[Letters on the suppression of the slave trade in Zanzibar].Zanzibar and other places, 1838-1937.
From the hands of sultans: letters from the Sultanate of Zanzibar during the suppression of the slave trade, penned by the likes of Sultan of Muscat and Oman, Said bin Sultan, and his successors in Zanzibar. These successors include Bargash bin Said (ca. 1837-88), Khalifa I bin Said (ca. 1852-90), Ali bin Said (ca. 1854-93), Hamad bin Thuwaini (ca. 1857-96), and Khalifa II bin Harub (1879-1960), alongside letters by Sulaiman bin Hamad, close advisor to Said bin Sultan, and by the Sultan of Anjouan. The correspondence is rounded out by English letters from the Zanzibar observers and administrators of the British Empire.
Dated 1838 CE, the letter from the Lion of Oman is a note in the Sultan's own hand. Translated in English below the Arabic, the translator notes that the above was "signed by his Highness" and "the above written by His Highness." The Sultan was assuring his correspondent at the US consulate that a sea captain of the "U.S. Sloop of war" who desires to visit him is welcome anytime.
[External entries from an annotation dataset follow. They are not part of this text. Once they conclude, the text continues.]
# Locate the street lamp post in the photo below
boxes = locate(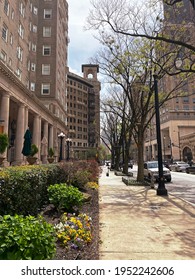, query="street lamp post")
[58,132,65,161]
[153,74,167,195]
[66,138,72,161]
[163,136,166,161]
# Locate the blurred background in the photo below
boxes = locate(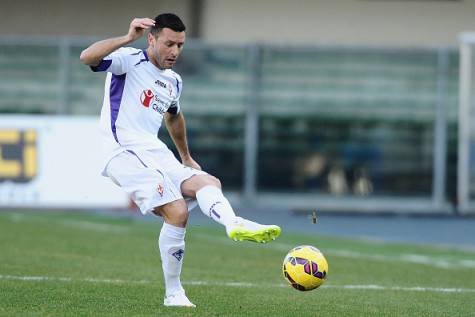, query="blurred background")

In the latter half of the 19th century, the discourse turns to the suppression of the slave trade and to the correspondence required in running a sultanate, which increasingly ran hand-in-hand. A British observer and personal friend of Said bin Sultan, Atkins Hamerton, dashed off a hurried note informing the powers at be of potential slave ships to be intercepted at Aden. Another from 1864 declares "Since the recent order of His Highness [i.e., Sultan Majid bin Said (ca. 1834-70)] prohibiting the transport of slaves during the monsoon the aspect of Zanzibar has become quite altered; slave vessels which formerly passed daily under the windows of my house are now never seen, the slave market is almost empty".
The Arabic correspondence includes a business agreement between the Imam of Muscat and George Graham of Liverpool, possibly to do with a mining project, and much of the daily business of sultans: Bargash bin Said orders the protection of a harried subject, Ali bin Said orders dues paid by the Witu Company, Khalifa bin Said orders Governor Abdullah bin Hamad to sort out a difficulty with a debtor, and Hamad bin Thuwaini tells the same governor that he will have to wait for his requested boats.
A unique archive which spans the business of sultans, enslaved persons, British colonial officials, and Arab administrators, tracing the final days of the slave trade on the shores of East Africa and Arabia.